Mitt Romney doesn't think taxes should play a role in deficit reduction. Rather, he wants to embark on revenue-neutral tax reform.
One other point of difference between the two: Obama wants to preserve the estate tax, and Romney wants to get rid of it.
Here's a closer look at what each candidate has proposed:
Individual income tax rates
Currently the Bush-era tax rates are 10%, 15%, 25%, 33% and 35%. Those rates are scheduled to expire at the end of the year and higher rates will take their place. The increases would affect those who report wage and business income on individual returns.
Obama: Would make those rates permanent for everyone except those making more than $200,000 ($250,000 if married). For those high-income households, Obama would preserve the rates at the low end (10%, 15% and 25%) but raise the top two rates to 36% and 39.6%.
Romney: Would reduce each of the Bush-era income tax rates by 20%. So the top rate would fall to 28% and the bottom rate would fall to 8%.
Romney would also like to repeal the 2010 health reform law. If he succeeds, that would mean a repeal of the 0.9 percentage point increase in the Medicare tax on high-income households called for under that law.
Alternative Minimum Tax
Currently, unless Congress makes special adjustments for inflation to the amount of income exempt from the AMT, the so-called wealth tax would hit tens of millions in the middle class. Making the adjustment is costly; getting rid of the AMT altogether is really costly.
Obama: Would permanently adjust the AMT for inflation.

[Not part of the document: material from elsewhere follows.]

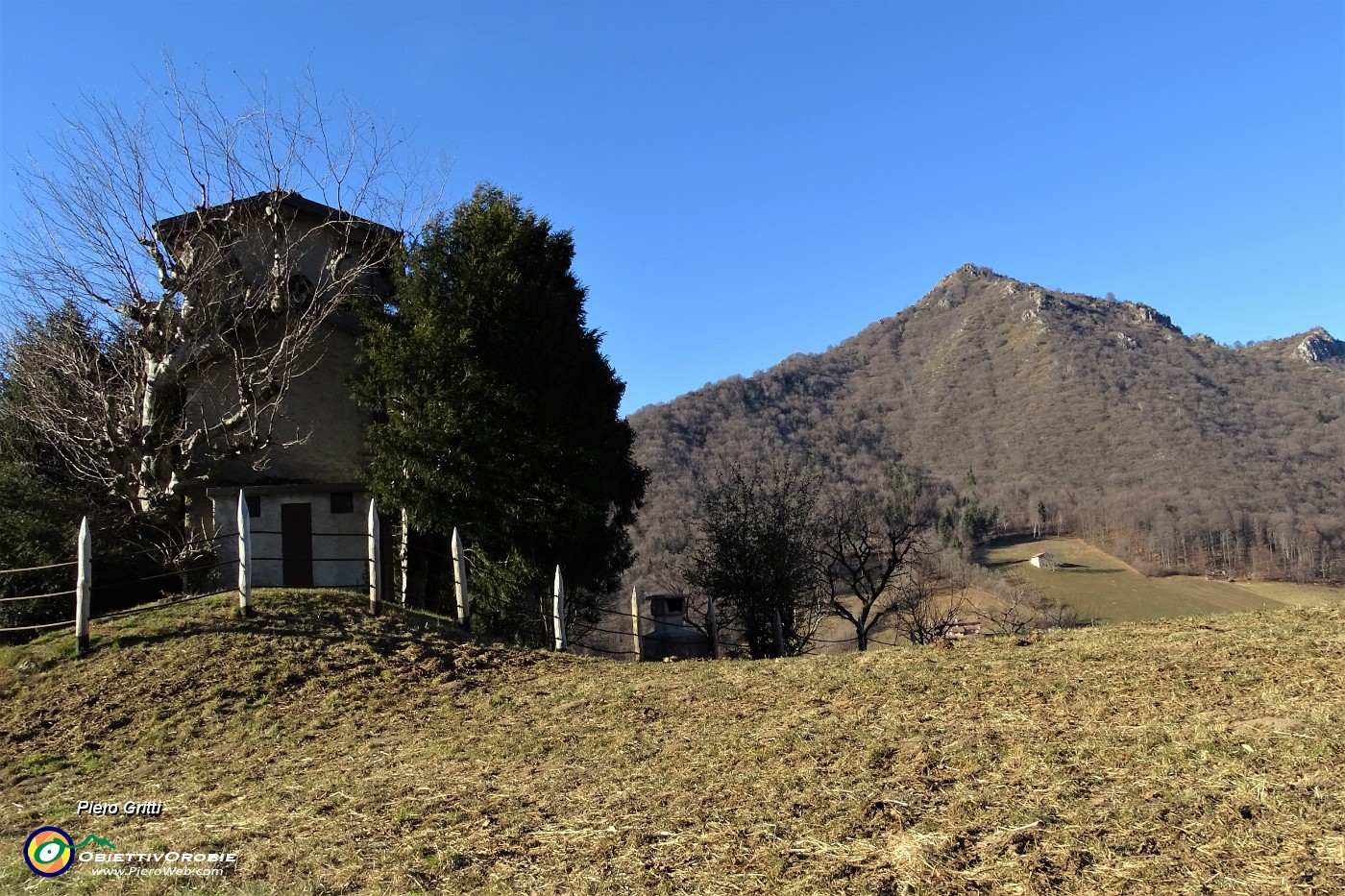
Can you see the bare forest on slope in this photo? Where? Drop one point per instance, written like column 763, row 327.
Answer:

Romney: Would abolish the AMT.
Investment income tax rates
Long-term capital gains and qualified dividends are currently taxed at 15%. Interest is subject to ordinary income tax rates. For those at or below the 15% income tax bracket, however, they have a 0% capital gains and dividend rate.
Obama: Would raise the capital gains rate to 20% and tax dividends at ordinary income tax rates for those making more than $200,000 ($250,000 if married).

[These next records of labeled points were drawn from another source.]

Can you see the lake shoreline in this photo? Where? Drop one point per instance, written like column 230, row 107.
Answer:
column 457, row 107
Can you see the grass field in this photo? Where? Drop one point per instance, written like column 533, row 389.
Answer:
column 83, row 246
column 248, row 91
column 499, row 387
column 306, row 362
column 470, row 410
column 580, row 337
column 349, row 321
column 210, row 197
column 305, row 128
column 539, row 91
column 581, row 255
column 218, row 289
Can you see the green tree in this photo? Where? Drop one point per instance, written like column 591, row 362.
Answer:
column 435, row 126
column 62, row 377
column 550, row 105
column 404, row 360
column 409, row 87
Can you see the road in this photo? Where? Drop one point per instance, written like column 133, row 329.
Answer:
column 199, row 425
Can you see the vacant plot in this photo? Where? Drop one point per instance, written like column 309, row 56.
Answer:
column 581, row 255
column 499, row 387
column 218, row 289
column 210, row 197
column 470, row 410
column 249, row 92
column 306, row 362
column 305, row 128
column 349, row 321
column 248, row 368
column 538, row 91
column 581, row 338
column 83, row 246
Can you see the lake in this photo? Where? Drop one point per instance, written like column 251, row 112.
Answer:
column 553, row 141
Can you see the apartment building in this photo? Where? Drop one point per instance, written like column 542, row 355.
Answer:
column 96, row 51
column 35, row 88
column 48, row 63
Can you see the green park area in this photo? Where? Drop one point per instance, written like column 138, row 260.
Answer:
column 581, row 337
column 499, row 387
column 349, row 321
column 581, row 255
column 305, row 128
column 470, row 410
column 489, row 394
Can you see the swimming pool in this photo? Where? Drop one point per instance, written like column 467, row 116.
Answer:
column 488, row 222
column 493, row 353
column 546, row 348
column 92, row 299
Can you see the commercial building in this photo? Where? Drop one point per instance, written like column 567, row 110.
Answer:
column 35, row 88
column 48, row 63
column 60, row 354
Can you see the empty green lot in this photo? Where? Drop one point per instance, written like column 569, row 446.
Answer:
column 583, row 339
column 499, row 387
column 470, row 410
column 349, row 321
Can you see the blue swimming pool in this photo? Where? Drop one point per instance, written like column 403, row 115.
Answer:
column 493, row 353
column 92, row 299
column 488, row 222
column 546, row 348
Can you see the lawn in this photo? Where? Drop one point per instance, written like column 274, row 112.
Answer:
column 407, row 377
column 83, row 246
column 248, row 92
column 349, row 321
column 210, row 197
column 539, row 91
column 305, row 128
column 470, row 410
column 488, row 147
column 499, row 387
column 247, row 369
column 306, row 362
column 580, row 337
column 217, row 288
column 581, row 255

Romney: Would maintain the current 15% investment income tax rate, but exempt from taxation all capital gains, dividends and interest for those with adjusted gross incomes up to $100,000 ($200,000 for married couples).
Repeal of the health reform law would result in the elimination of the new 3.8% Medicare tax on investment income for high-income households. The new tax is scheduled to go into effect next year.
Carried interest tax rate
Managers of private equity, venture capital and hedge funds are taxed at 15% on the portion of their compensation known as carried interest -- which represents a share of the profits from the funds they manage.

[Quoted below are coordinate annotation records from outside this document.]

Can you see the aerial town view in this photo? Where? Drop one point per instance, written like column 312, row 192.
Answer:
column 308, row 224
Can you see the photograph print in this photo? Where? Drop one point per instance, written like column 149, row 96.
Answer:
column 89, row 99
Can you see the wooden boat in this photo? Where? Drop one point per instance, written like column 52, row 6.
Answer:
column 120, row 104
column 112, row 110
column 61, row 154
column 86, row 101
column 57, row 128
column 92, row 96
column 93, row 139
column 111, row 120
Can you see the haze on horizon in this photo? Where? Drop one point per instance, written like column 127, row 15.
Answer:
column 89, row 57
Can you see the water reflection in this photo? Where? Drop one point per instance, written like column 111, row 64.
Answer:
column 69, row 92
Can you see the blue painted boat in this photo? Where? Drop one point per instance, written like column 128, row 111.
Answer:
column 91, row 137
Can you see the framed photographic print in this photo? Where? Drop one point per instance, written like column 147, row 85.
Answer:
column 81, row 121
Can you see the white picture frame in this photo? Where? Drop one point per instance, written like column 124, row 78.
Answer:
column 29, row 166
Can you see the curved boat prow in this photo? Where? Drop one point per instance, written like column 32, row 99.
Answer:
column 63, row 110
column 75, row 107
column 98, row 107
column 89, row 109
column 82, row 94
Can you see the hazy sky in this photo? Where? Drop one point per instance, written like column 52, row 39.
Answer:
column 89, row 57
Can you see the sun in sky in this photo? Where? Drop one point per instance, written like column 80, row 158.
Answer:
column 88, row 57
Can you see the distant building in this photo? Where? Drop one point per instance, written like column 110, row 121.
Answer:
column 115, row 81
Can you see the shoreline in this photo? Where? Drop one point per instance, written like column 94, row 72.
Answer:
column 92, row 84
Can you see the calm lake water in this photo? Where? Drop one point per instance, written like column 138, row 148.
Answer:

Obama: Would tax carried interest as ordinary income, meaning rates for fund managers would more than double.
Romney: Has said in the past that the rate should not be raised. But during this campaign cycle, Romney's advisers have left open the possibility that he'd consider increasing it.
Tax credits, deductions and other breaks reduce revenue by more than $1 trillion every year. To pay for lower income tax rates and reduce deficits, many breaks -- including the largest and most popular -- have to be eliminated or curtailed, experts say.
Obama: Has proposed limiting the value of itemized deductions and other tax breaks such as exclusions for those with adjusted gross income over $200,000. Today, many filers in that group can deduct 33% or 35% of a qualified expense. Obama would limit that to 28%.
Obama also has proposed making permanent some expanded tax breaks for the middle class, such as one for college costs.
Romney: Has promised to pay for his $5 trillion tax plan by curbing tax breaks, primarily for high-income filers. One idea he's mentioned: capping the total value of one's itemized deductions. That's not sufficient to pay for his plan, though. If that's the route he chooses, he might also curb the value of personal exemptions and the tax-free benefit workers get when their employers provide their health insurance.
Until the end of this year, only estates valued at more than $5.12 million are subject to an estate tax up to a 35% top rate. Barring congressional action, all estates worth more than $1 million will be subject to the estate tax at a top rate of 55% next year.
Obama: Would reinstate the estate tax at 2009 levels -- meaning estates worth more than $3.5 million would be subject to the tax and face a top rate of 45%.